構想から3年後に実現した映画化
「普段は忙しくて、自宅に早く帰ることも滅多になかったのですが、たまたまある日、何も用事がなくて早く家に帰ってビールを飲みながらテレビを観ていたのです。すると、炭鉱の危機を救うために常磐ハワイアンセンターができ、炭坑夫だった男たちがヤシの木を育て、炭鉱の娘たちがフラダンスを学んだという実話が紹介されていました。それを知って、これは絶対に映画になると思いました」
石原さんは翌日すぐ、スパリゾート・ハワイアンズを運営する常磐興産に電話をかけ、映画化を申し入れるとともに、当時を知る人たちへの取材を開始しました。
しかし、「映画にしたら絶対に当たる」と確信していた石原さんの想いとは裏腹に、その時、石原さんが所属していた映画会社は、この企画になかなかOKを出しませんでした。

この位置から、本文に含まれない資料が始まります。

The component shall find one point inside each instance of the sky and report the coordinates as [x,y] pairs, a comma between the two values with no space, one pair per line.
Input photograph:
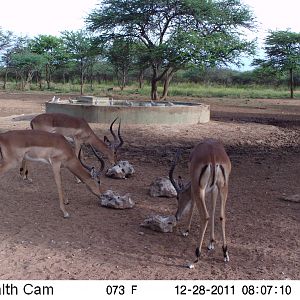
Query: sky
[34,17]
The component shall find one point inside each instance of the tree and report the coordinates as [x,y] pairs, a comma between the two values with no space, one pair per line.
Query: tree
[282,54]
[81,48]
[121,56]
[16,45]
[175,33]
[26,64]
[51,48]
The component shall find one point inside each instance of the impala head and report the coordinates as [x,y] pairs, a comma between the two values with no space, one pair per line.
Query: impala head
[184,199]
[116,144]
[95,174]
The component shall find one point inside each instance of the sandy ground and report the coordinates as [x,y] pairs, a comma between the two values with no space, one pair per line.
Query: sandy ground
[262,138]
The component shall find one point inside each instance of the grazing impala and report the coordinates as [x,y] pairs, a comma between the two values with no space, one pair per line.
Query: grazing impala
[209,167]
[80,132]
[48,148]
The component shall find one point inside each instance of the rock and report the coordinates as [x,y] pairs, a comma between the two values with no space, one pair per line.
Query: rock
[113,200]
[160,223]
[122,170]
[291,198]
[162,187]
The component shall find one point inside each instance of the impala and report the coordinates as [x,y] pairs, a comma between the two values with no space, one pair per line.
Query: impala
[209,168]
[79,131]
[53,149]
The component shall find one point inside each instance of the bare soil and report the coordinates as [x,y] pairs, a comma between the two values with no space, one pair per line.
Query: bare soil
[262,138]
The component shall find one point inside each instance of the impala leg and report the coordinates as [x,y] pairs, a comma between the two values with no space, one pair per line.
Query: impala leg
[57,177]
[190,215]
[24,171]
[214,196]
[4,166]
[77,150]
[204,217]
[223,195]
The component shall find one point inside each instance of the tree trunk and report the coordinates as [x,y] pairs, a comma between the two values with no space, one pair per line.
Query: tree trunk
[48,76]
[81,77]
[141,78]
[154,83]
[5,78]
[167,81]
[292,83]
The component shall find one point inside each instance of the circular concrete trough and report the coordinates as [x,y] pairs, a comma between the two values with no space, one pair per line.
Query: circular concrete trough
[101,110]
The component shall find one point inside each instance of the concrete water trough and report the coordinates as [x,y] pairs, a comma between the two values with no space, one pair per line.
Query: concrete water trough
[104,110]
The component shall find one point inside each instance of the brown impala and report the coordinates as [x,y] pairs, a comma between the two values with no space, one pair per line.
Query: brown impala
[50,148]
[209,167]
[79,131]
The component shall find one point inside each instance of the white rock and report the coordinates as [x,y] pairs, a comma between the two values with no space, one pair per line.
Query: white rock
[123,169]
[160,223]
[113,200]
[162,187]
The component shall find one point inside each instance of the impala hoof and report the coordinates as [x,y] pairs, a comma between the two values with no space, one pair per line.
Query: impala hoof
[186,233]
[66,215]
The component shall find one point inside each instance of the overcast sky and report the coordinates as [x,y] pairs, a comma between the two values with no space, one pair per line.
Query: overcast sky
[34,17]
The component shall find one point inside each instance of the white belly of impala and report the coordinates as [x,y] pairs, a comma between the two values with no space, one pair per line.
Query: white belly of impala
[38,154]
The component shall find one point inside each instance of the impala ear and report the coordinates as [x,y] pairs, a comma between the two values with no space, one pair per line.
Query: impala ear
[94,173]
[107,141]
[180,182]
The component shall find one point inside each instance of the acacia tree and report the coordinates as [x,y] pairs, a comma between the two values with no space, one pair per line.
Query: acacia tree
[26,64]
[175,33]
[121,56]
[282,54]
[51,48]
[81,48]
[6,43]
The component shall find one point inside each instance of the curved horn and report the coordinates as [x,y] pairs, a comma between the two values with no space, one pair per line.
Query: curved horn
[175,184]
[111,130]
[89,168]
[99,158]
[121,141]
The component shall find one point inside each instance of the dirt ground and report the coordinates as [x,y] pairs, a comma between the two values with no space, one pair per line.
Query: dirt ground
[262,138]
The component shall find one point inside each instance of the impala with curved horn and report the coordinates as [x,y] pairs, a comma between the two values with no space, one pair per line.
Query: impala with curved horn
[209,168]
[79,131]
[50,148]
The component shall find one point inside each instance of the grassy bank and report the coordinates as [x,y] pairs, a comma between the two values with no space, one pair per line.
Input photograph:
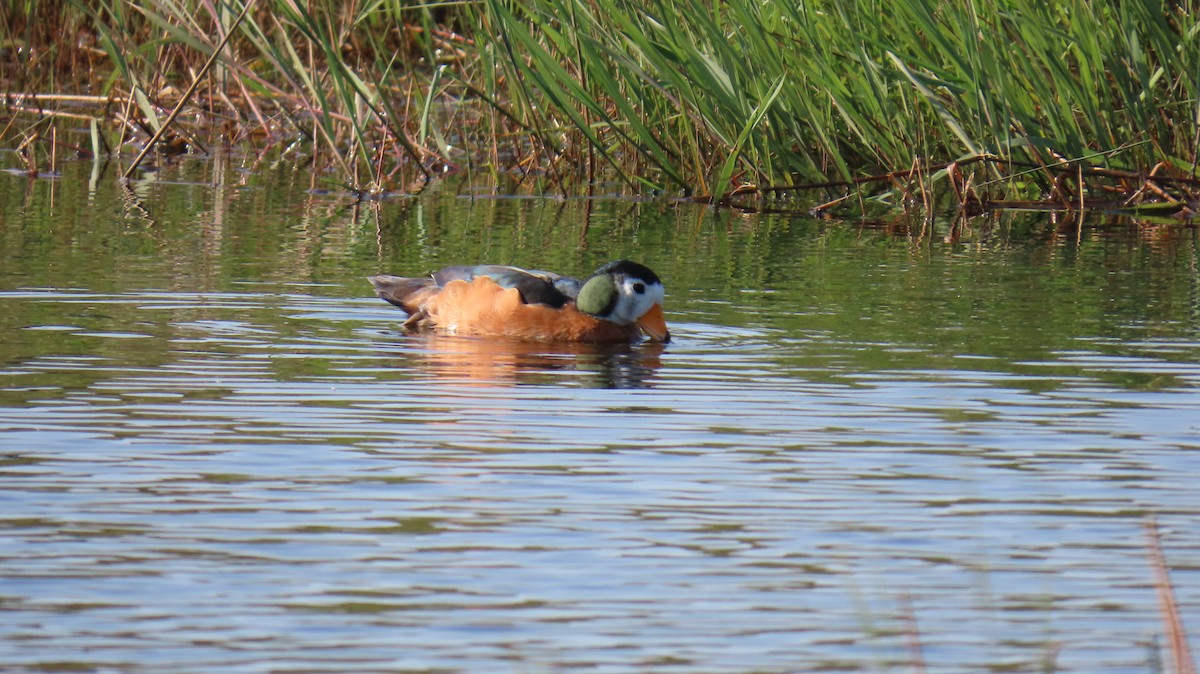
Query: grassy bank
[900,101]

「もともと原作のある作品ではなかったこともあって、作品の面白さが分からないというんですよ。それで、脚本を何度も書き直し、3年かかってやっと成立しました。この作品は私の企画でしたし、絶対にヒットするという確信がありましたから、何としてでも会社にOKを出してもらいたいと粘りましたが、そんな私に取材先の常磐興産の関係者の皆さんもよく付き合ってくれたなと今でも感謝しています」
石原さんの努力の結果、良い本ができたことが後押しして映画化が決定、構想から3年後にようやく制作が始まりました。
石原さんが考えた「フラガール」の宣伝文句は「未来をあきらめない」。
まさに、この映画そのものが、石原さんがあきらめることなく、未来を信じた結果だったのです。